In remarks made last night at a college in London, but only released this morning, Mr. Coeure challenged some of the sacrosanct assumptions of monetary policy suggesting that the central bank may go beyond the zero bound level in order to achieve policy goals.
Mr. Coeure noted that amongst other things the deposit rate could in theory become even more negative. He also stated that QE will be front loaded to the start of the summer so as to avoid the summer lull when most of the European markets lose liquidity in August. Mr. Coeure insistence that lower bound is not a hard constant stands at odds with earlier remarks made by Mario Draghi who has always insisted that ECB could not go much beyond the zero interest rate level in stimulating monetary policy. It also suggests that some ECB members may feel that policy must become even more aggressive if the ECB is to achieve its task of stimulating growth in the moribund region.

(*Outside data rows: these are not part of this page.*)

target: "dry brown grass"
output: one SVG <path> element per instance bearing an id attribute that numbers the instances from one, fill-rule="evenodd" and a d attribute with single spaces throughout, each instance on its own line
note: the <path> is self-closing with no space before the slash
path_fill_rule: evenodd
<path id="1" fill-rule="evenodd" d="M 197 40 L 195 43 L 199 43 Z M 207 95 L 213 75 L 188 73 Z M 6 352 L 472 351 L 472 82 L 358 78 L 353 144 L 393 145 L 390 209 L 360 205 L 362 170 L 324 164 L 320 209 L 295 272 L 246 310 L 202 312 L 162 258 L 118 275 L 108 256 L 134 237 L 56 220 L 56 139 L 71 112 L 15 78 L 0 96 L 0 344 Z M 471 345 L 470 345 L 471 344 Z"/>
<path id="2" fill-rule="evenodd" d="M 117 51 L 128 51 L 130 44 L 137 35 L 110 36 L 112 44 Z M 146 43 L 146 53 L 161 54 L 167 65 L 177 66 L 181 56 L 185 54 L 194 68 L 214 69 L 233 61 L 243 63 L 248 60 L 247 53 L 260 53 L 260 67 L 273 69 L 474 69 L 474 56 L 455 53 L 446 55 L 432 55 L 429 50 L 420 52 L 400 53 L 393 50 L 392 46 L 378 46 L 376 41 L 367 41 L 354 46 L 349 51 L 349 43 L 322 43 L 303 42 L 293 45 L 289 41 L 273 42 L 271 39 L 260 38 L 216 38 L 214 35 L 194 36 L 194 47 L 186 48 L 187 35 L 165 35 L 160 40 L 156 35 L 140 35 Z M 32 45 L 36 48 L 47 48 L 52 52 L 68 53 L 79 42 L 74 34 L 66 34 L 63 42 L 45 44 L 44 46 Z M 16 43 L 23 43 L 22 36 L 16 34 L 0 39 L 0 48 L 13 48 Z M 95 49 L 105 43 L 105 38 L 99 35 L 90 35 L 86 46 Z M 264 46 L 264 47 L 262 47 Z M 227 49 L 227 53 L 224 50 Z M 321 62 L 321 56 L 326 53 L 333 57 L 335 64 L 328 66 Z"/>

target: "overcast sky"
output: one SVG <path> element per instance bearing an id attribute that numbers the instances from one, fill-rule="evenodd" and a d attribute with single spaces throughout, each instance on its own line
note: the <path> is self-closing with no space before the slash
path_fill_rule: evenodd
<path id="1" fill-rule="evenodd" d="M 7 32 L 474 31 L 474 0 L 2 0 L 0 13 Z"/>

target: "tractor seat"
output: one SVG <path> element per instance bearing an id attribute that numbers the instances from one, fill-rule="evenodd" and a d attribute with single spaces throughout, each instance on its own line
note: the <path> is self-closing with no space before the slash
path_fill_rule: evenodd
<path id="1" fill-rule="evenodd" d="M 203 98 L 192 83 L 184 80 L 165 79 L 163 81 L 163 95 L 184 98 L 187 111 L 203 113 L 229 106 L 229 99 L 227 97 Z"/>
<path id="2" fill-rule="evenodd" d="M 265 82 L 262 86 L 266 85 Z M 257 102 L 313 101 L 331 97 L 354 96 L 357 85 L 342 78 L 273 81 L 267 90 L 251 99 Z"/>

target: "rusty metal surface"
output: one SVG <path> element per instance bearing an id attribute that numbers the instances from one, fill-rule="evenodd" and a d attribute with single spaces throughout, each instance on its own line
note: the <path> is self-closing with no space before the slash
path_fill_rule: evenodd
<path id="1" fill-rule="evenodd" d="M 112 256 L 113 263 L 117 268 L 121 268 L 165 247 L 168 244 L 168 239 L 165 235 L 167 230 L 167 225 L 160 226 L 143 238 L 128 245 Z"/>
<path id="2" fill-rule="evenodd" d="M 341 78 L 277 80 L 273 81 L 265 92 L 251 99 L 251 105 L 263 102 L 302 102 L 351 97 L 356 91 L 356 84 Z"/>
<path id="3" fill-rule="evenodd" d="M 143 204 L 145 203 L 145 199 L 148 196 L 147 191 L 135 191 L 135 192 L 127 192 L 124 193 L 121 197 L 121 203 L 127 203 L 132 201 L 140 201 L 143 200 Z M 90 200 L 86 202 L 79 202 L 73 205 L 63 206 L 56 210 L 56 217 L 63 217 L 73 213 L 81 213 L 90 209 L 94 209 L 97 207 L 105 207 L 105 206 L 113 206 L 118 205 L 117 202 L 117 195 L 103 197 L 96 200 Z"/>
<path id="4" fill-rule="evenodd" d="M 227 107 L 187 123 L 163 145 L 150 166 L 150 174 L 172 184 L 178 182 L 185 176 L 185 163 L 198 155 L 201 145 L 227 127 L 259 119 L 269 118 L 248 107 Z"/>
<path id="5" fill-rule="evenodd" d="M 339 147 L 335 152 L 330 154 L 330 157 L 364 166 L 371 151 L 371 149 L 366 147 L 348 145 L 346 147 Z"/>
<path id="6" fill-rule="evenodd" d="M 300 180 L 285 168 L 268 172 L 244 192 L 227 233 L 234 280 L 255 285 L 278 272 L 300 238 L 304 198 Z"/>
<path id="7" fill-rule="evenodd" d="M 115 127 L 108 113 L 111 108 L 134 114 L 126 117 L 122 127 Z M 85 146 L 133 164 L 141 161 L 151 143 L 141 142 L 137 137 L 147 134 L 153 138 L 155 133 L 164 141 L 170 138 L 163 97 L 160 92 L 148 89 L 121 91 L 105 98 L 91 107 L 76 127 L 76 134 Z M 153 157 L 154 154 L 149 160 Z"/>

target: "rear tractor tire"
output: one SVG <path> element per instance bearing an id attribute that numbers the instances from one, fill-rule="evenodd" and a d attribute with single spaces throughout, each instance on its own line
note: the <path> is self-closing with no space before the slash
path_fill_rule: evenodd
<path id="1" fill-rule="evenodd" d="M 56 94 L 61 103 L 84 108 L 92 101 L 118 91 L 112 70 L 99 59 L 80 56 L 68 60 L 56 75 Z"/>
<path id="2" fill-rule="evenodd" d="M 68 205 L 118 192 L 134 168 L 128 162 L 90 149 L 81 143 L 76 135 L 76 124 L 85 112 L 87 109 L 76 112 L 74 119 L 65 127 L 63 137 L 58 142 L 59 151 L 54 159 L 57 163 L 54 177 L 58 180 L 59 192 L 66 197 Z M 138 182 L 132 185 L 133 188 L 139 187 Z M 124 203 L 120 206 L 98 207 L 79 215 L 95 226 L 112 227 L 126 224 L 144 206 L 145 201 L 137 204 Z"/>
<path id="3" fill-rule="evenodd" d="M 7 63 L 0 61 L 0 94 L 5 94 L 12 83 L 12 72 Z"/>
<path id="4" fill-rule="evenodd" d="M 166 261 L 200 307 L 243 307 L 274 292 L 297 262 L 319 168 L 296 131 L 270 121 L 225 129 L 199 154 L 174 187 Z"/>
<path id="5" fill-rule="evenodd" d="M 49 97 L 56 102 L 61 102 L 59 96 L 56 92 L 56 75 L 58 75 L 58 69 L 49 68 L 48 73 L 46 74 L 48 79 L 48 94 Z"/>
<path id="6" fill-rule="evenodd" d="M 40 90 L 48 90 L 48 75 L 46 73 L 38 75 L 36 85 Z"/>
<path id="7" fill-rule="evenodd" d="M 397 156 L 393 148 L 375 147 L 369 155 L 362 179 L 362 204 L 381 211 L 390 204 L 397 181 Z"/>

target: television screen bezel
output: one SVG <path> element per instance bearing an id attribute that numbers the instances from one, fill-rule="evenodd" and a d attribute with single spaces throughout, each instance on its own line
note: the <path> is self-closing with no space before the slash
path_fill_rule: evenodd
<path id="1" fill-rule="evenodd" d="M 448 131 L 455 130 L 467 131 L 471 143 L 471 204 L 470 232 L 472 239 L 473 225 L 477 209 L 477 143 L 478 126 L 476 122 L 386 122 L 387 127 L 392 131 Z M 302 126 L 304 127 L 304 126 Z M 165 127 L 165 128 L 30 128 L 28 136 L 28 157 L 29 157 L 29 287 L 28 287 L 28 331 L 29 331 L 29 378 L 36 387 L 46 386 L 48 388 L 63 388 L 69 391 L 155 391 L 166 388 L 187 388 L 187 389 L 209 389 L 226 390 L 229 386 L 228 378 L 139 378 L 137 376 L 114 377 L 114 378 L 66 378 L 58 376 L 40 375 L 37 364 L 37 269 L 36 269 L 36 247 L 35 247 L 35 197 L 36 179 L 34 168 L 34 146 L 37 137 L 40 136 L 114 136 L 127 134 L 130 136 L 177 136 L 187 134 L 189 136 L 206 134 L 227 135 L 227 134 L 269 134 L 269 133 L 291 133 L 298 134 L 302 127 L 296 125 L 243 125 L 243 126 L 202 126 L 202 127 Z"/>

Mr. Coeure remark’s certainly took the market by surprise and pair quickly tumbled more than 100 points as traders reacted to the news. Perhaps Mr. Coeure’s remarks were simply made for dramatic effect as a form of jawboning the currency lower. The pair has bounced almost 1000 points off its yearly lows much to the dismay of EU policymakers who would like to see it lower in order to stimulate inflation and help export demand grow. In any case Mr. Couere’s remarks continue to show that ECB policy is diametrically opposed to Fed’s goals as Mr. Draghi and company look for ways to further ease credit conditions while Ms, Yellen and the Fed consider tightening options.
Elsewhere, in UK the CPI data came in even lower than expected at -0.1% vs. 0.0% eyed indicating that price pressures are non existent in UK for now further confirming BoE view that rates are likely to remain stationary for the foreseeable future. Tomorrow’s MPC meeting is likely to result in 0-0-9 and could weigh on cable as well pushing the pair below the 1.5500 level.
With no major US data on the docket it will be interesting to see how US traders react to the overnight news. With EUR/USD already down sharply the pair may attract some bargain hunters, but if it does not and makes fresh lows in US session then the price action will suggest that the euro short covering rally may have peaked.